Complete step by step solution:
The equations given in the above question are
$\begin{align}
  & \Rightarrow 8x+y=-16.......\left( i \right) \\
 & \Rightarrow -3x+y=-5.......\left( ii \right) \\
\end{align}$
In the above two equations (i) and (ii), we can see that the coefficients of the variable $y$ is the same in both the equations and is equal to $1$. Therefore, we can eliminate the variable $y$ by subtracting the equation (ii) from the equation (i) to get
\[\begin{align}
  & \Rightarrow 8x+y-\left( -3x+y \right)=-16-\left( -5 \right) \\
 & \Rightarrow 8x+y+3x-y=-16+5 \\
 & \Rightarrow 11x=-11 \\
\end{align}\]
Dividing both sides by $11$ we get
\[\begin{align}
  & \Rightarrow \dfrac{11x}{11}=\dfrac{-11}{11} \\
 & \Rightarrow x=-1 \\
\end{align}\]
Substituting this in the equation (ii) we get
$\begin{align}
  & \Rightarrow -3\left( -1 \right)+y=-5 \\
 & \Rightarrow 3+y=-5 \\
\end{align}$
Subtracting $3$ from both sides, we finally get
$\begin{align}
  & \Rightarrow 3+y-3=-5-3 \\
 & \Rightarrow y=-8 \\
\end{align}$

Hence, the solution of the given equations is $x=-1$ and $y=-8$.

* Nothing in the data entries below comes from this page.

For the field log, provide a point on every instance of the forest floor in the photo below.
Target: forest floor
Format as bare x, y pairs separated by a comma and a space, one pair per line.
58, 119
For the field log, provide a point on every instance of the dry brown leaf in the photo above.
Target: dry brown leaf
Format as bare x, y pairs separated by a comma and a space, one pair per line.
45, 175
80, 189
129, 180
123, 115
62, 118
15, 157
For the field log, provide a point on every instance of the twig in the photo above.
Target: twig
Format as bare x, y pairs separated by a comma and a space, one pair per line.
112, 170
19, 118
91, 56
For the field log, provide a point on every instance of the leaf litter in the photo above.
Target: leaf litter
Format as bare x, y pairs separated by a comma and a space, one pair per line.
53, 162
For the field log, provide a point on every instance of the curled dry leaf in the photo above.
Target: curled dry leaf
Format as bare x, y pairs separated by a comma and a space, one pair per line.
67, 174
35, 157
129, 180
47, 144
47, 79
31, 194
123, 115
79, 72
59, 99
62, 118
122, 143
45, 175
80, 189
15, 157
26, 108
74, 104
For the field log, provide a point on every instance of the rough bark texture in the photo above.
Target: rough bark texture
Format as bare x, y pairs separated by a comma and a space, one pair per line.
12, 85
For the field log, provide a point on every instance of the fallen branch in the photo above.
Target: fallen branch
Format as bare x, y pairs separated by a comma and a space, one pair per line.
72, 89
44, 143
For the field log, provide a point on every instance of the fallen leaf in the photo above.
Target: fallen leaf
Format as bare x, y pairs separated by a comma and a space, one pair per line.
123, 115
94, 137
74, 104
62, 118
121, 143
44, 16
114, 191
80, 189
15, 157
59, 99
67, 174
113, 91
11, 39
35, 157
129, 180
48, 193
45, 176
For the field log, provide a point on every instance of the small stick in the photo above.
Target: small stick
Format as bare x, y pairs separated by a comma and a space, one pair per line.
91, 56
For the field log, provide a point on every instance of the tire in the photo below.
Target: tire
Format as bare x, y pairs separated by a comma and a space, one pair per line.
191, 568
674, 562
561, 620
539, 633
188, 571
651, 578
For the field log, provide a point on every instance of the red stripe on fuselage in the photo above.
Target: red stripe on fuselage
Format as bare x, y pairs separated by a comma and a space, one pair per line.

Note: We have obtained the solution by substituting the value of the variable $x$ in the second equation $-3x+y=-5$. For checking whether our obtained solution is correct or not, we must substitute the final values in the first equation $8x+y=-16$ and confirm the equality of LHS and RHS. Further, we can also solve the given system using the method of substitution. For this, we can obtain the value of $y$ in terms of $x$ from the first equation and substitute this value in the second equation to get the value of $x$. On substituting this value of $x$ in any of the equations, we will obtain the value of $y$.